My father and I would arrive on the threshold and survey the scene. Between and around the various groups there whizzed waiters who were neat and dapper young men who balanced trays

on the tips of their fingers: they wore short jackets and tight trousers: they were like acrobats, or balls in a game of bagatelle. And there were my father and I, having landed on this strange world from our airship.

We would settle at a table and order tea. The women on the arms of chairs tried to blow smoke rings; the men with their heads together were like bubbles on the surface of a cauldron. Occasionally one of the French or English or American or Prussian officers would look without expression at the men and women gathered round a table; then he would call to one of the waiters going past with a tray, and he and the waiter would laugh and chatter.

One day I said to my father 'But how can you fight a war and then be friendly with the people you have been fighting?'

My father said 'People quite like fighting wars; then after a time they've had enough.'

I said 'And they aren't able to look at what they've been doing?'

My father said 'You're right!'

There was one particular waiter with smooth blond hair who whirled to and fro and who seemed to have special attention paid to him by the officers.
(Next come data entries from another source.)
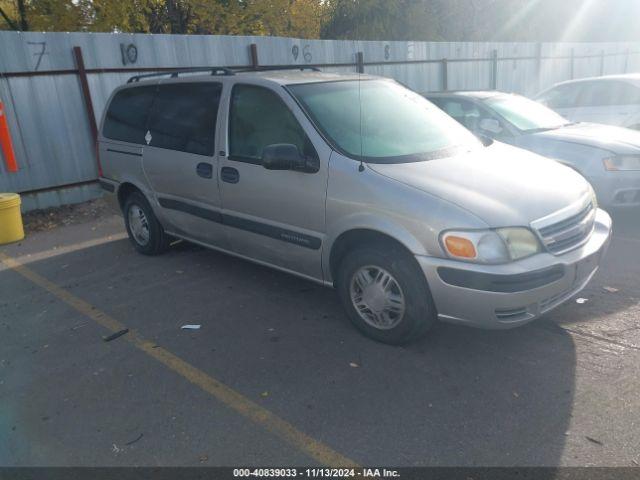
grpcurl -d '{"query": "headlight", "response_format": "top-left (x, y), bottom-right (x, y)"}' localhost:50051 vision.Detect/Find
top-left (441, 227), bottom-right (541, 264)
top-left (602, 155), bottom-right (640, 172)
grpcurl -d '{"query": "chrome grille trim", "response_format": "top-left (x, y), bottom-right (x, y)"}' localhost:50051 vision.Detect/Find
top-left (532, 202), bottom-right (596, 255)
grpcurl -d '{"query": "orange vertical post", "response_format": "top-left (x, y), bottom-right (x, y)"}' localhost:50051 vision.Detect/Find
top-left (0, 102), bottom-right (18, 172)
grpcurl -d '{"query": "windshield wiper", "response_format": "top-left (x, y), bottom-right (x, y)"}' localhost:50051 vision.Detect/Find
top-left (525, 124), bottom-right (567, 133)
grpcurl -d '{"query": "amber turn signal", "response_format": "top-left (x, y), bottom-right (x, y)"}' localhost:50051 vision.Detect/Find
top-left (444, 235), bottom-right (477, 258)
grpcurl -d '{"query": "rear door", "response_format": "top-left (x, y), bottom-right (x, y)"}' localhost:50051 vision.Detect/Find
top-left (98, 85), bottom-right (156, 184)
top-left (143, 82), bottom-right (225, 247)
top-left (220, 84), bottom-right (331, 279)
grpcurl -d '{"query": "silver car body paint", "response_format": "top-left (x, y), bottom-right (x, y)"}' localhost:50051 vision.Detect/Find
top-left (99, 72), bottom-right (611, 328)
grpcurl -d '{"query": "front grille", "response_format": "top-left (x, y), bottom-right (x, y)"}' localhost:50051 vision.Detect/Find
top-left (538, 203), bottom-right (596, 255)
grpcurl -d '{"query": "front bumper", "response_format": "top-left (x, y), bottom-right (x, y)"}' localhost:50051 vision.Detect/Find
top-left (416, 209), bottom-right (611, 329)
top-left (587, 170), bottom-right (640, 207)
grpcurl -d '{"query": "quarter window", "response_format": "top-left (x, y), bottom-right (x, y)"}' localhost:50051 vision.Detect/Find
top-left (148, 82), bottom-right (222, 156)
top-left (103, 86), bottom-right (156, 144)
top-left (229, 85), bottom-right (317, 164)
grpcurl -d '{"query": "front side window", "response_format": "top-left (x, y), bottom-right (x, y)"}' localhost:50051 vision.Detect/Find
top-left (229, 84), bottom-right (317, 164)
top-left (580, 80), bottom-right (640, 107)
top-left (148, 82), bottom-right (222, 156)
top-left (484, 95), bottom-right (569, 132)
top-left (288, 80), bottom-right (479, 163)
top-left (102, 86), bottom-right (156, 144)
top-left (431, 98), bottom-right (508, 138)
top-left (536, 84), bottom-right (580, 108)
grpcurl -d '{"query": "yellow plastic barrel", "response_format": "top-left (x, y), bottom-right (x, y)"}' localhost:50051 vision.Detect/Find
top-left (0, 193), bottom-right (24, 245)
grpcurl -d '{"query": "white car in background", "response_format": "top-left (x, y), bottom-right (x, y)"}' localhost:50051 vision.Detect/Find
top-left (535, 73), bottom-right (640, 130)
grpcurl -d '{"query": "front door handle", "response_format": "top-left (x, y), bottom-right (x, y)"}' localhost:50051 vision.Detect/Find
top-left (220, 167), bottom-right (240, 183)
top-left (196, 163), bottom-right (213, 178)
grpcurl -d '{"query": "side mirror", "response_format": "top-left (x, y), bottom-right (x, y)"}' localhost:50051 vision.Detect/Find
top-left (479, 118), bottom-right (502, 135)
top-left (262, 143), bottom-right (320, 173)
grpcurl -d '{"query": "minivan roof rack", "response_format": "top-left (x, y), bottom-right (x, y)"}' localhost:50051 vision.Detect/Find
top-left (236, 65), bottom-right (322, 72)
top-left (127, 67), bottom-right (234, 83)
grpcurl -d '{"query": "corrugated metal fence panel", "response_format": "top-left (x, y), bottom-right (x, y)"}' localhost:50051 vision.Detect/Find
top-left (0, 31), bottom-right (640, 199)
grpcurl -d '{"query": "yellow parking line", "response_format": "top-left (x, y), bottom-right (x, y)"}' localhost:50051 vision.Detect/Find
top-left (0, 252), bottom-right (357, 467)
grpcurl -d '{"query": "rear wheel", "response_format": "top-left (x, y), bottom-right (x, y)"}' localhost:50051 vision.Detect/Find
top-left (337, 245), bottom-right (436, 344)
top-left (122, 192), bottom-right (169, 255)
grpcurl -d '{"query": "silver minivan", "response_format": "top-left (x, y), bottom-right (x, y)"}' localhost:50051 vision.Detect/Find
top-left (98, 68), bottom-right (611, 344)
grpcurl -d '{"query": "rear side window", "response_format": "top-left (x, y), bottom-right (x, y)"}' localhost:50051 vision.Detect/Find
top-left (148, 82), bottom-right (222, 156)
top-left (229, 85), bottom-right (317, 164)
top-left (102, 86), bottom-right (156, 144)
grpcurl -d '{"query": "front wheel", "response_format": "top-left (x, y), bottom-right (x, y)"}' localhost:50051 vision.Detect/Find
top-left (337, 246), bottom-right (436, 344)
top-left (122, 192), bottom-right (169, 255)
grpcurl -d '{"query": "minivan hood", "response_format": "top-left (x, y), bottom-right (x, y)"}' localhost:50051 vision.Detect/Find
top-left (529, 123), bottom-right (640, 154)
top-left (368, 142), bottom-right (591, 228)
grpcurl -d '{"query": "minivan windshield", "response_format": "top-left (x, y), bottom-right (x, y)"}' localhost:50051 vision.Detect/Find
top-left (485, 95), bottom-right (569, 132)
top-left (288, 80), bottom-right (480, 163)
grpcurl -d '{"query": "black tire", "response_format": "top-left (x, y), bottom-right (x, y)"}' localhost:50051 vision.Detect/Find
top-left (336, 244), bottom-right (437, 345)
top-left (122, 192), bottom-right (169, 255)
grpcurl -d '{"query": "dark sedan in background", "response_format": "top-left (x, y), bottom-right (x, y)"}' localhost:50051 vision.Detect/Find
top-left (424, 91), bottom-right (640, 207)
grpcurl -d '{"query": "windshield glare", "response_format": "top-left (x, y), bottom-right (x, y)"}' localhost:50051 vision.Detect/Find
top-left (486, 95), bottom-right (569, 132)
top-left (288, 80), bottom-right (478, 163)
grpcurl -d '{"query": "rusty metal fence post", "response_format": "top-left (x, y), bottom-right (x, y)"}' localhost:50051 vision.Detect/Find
top-left (249, 43), bottom-right (260, 70)
top-left (73, 47), bottom-right (98, 149)
top-left (356, 52), bottom-right (364, 73)
top-left (491, 50), bottom-right (498, 90)
top-left (440, 58), bottom-right (449, 92)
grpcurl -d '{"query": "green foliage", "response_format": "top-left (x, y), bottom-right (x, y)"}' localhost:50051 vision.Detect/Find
top-left (0, 0), bottom-right (640, 42)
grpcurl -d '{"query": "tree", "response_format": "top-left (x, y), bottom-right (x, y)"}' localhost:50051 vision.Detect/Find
top-left (322, 0), bottom-right (436, 40)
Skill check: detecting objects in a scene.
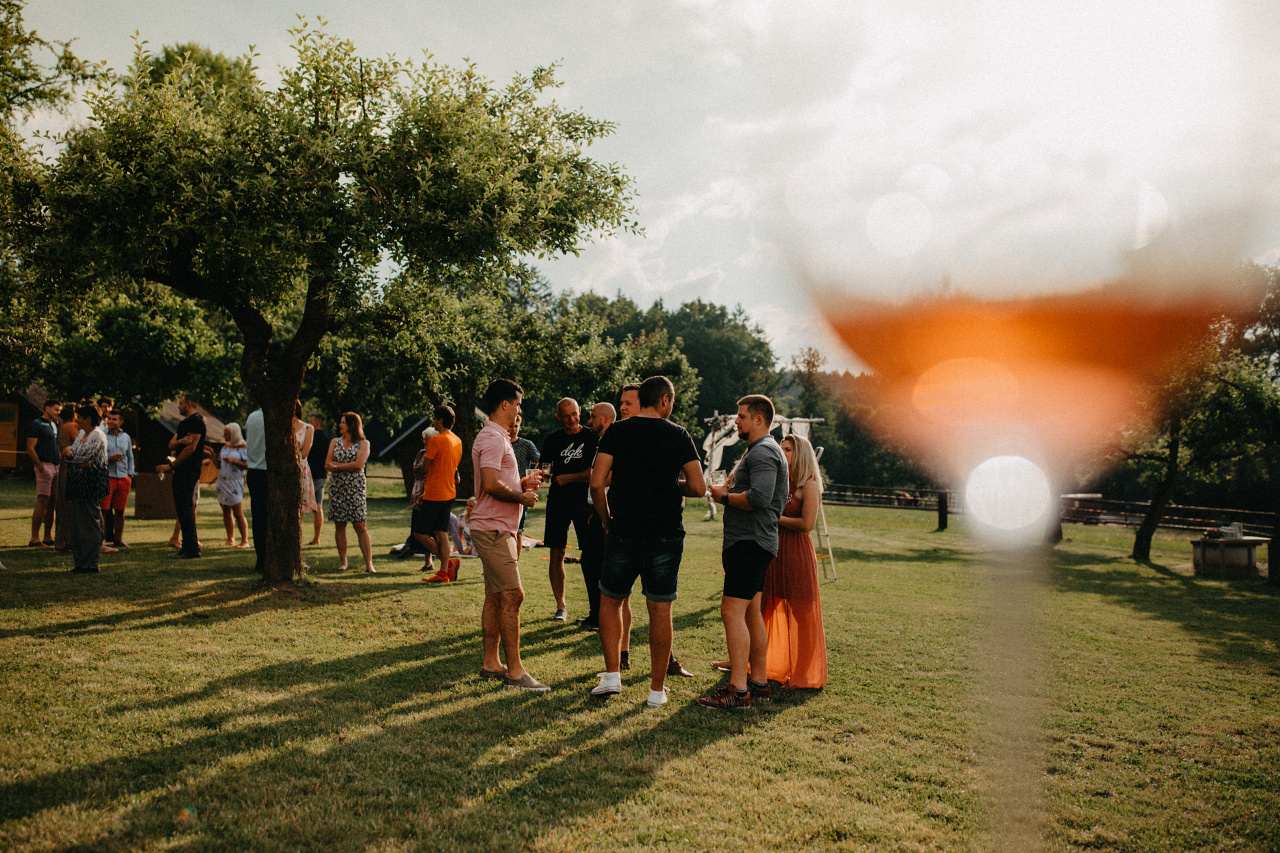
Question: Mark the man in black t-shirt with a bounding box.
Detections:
[540,397,595,622]
[307,411,333,544]
[591,377,707,708]
[169,394,205,558]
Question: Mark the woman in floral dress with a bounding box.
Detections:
[324,411,375,573]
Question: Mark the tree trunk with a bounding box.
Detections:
[1129,415,1183,562]
[1267,484,1280,587]
[232,268,329,585]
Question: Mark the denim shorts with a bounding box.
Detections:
[600,533,685,601]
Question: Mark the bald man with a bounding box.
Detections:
[541,397,595,622]
[577,403,617,631]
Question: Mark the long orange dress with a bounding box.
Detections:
[760,485,827,688]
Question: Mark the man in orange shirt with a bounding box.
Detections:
[413,406,462,583]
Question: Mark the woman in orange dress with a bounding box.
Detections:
[760,435,827,688]
[712,435,827,688]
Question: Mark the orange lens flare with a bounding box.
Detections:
[822,291,1226,488]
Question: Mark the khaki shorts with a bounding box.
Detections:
[35,462,58,497]
[471,530,520,592]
I wondered - There is a glitter about him, as if of the same sort as there was around Rosa Luxemburg.

I said to my father 'What happened about that theory of Professor Einstein's - the one that said however far you tried to look outwards, you would come up against the back of your own head?'

My father said 'How interesting you should say that! They think they have found a way, as a matter of fact, of either proving or disproving the theory. The English are sending expeditions to South America and to Africa - '

One of the women who was perched on the arm of a chair at a table near us had fallen backwards on to the lap of one of the men who was like a drop of oil. She kicked her legs up into the air. Ash from the man's cigar fell on to her dress; she brushed at it, and seemed to be making out that it had burned her.

My father was saying 'At these particular places there is going to be a total eclipse of the sun. The expeditions are taking with them telescopes and instruments which will discover what happens when light from a distant star passes close to the sun. Normally light from such a star would not be visible because of the brightness of the sun, but if there is a total eclipse - '

The woman who was on the lap of the man with the cigar was holding a piece of her dress and was looking at him reproachfully.

Then she put her hand into his jacket and took out his wallet and looked inside. The man seemed to pay no attention to her; he was puffing at his cigar.